Por Joachim Hahn
Esta omisión fue el hecho más significativo de la gira. Y es porque, durante años, Colombia había sido el incondicional de Estados Unidos en América Latina. Como vocero del eje Bogotá-Lima-México, el presidente Uribe sirvió de freno a los gobiernos de izquierda que para entonces venían en ascenso. Y en el plano global, baste recodar que mientras México y Chile votaron contra la invasión de Irak, Colombia sirvió como el peón de brega en la famosa sesión del Consejo de Seguridad.
Esa actitud servil no era gratuita. La diplomacia colombiana había logrado que Estados Unidos extendiera o incluso convirtiera la guerra contra la droga en una guerra contra las guerrillas. El apoyo de aviones, radares e instructores norteamericanos rompió el empate militar que llevaba ya casi cuarenta años y propinó los golpes decisivos a las Farc. Y aunque esta guerra todavía no concluye, Santos y Obama entraron al gobierno cuando ya la tarea ‘estaba hecha’.
Uribe, por su parte, endureció los programas de erradicación e hizo más uso de las extradiciones, al mismo tiempo que Bolivia, México, Guatemala y los países del Caribe, por sus propias razones cada uno, se hacían más receptivos o más vulnerables a la siembra y al tráfico de drogas. Y Colombia, aunque sigue pesando, dejó de ser el epicentro de esta guerra.
El hecho de que Obama no viniera a Colombia fue por tanto bastante positivo. Ni a Washington ni a Bogotá les interesa seguir haciendo alarde de una alianza pendenciera y enceguecida por dos obsesiones: la de Bush y la de Uribe. En vez de eso, la gira de Obama sirvió para mostrar que el continente ha cambiado y que ha cambiado la visión de Estados Unidos sobre sus vecinos.
Diría yo que el cambio básico consiste en que, a falta de una, para Estados Unidos ahora hay tres Américas Latinas: la de izquierda, con Cuba, Venezuela, Nicaragua, Bolivia y Ecuador; la dependiente, con México, Centroamérica y el Caribe, y la emergente, con Brasil, Chile y el Sur en general.
–En relación con los gobiernos de izquierda, Obama cambió el estilo Bush/Uribe de confrontación estéril, por una especie de indiferencia activa. Las tensiones, que por supuesto subsisten, se tratan caso por caso y con mucho menos ruido. Por eso en toda la gira no hubo alusiones a Cuba, Venezuela o sus aliados del Alba: las relaciones entre Estados Unidos y América Latina ya no se agotan entre el odio al imperialismo acá y el miedo a la revolución allá; llegó la hora de conversar como adultos.

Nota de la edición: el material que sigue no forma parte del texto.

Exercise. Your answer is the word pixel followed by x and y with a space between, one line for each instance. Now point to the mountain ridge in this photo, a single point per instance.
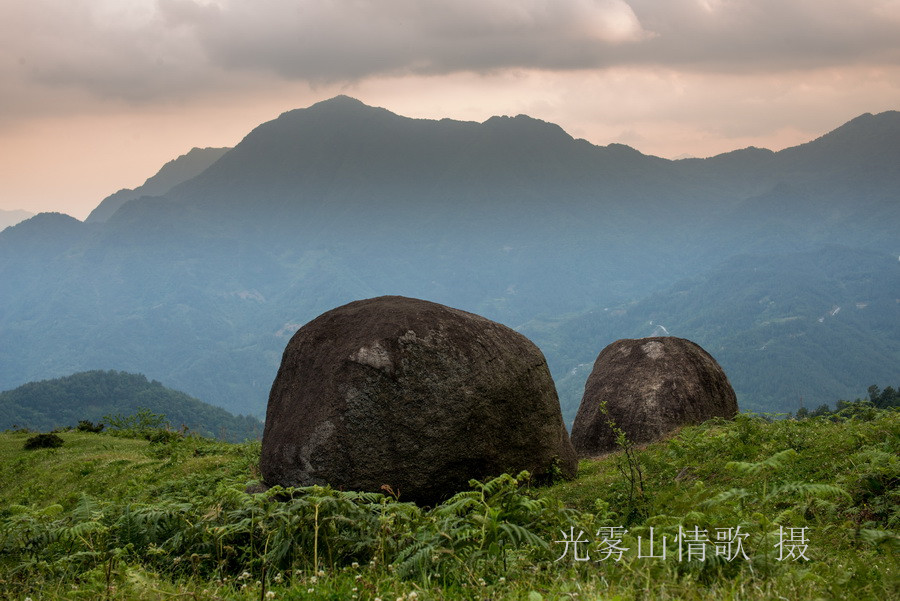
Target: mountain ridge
pixel 515 220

–Y sin embargo, el ‘diálogo’ sigue siendo asimétrico, en relación sobre todo con México, Centroamérica y el Caribe. La economía de estos países depende casi exclusivamente de Estados Unidos, y en sus agendas tienen un gran peso las migraciones y el tráfico de drogas, los dos temas de América Latina que de veras les importan a los norteamericanos. Por eso la inclusión de El Salvador y el único anuncio de una ayuda asistencial: los 200 millones de dólares para el Plan Mérida o de lucha contra la droga en esta subregión.
–Por último, los países emergentes son Brasil, por su propia dinámica, y sus vecinos suramericanos por el efecto, sobre todo, de China. Esta es la gran novedad en nuestra relación con Estados Unidos: por primera vez una recesión mundial no deprime los precios de las materias primas sino que –gracias a China– los países mineros, petroleros y agrícolas del Sur se están fortaleciendo mientras que Europa, Japón y los propios Estados Unidos retroceden. Por eso las visitas a Brasil (el nuevo poder) y a Chile (el ejemplo de mostrar); por eso las agendas estrictamente comerciales, por eso el tono respetuoso del presidente Obama.
Y entretanto, Colombia está partida en dos mitades: la una, de migrantes y de droga, la otra, la minera y petrolera. La que pide donaciones de Estados Unidos y la que habla de proyectos millonarios con China. Esta distancia o este respiro de Washington puede tener costos –para muestra el TLC–, pero también nos da la oportunidad de escoger nuestro camino.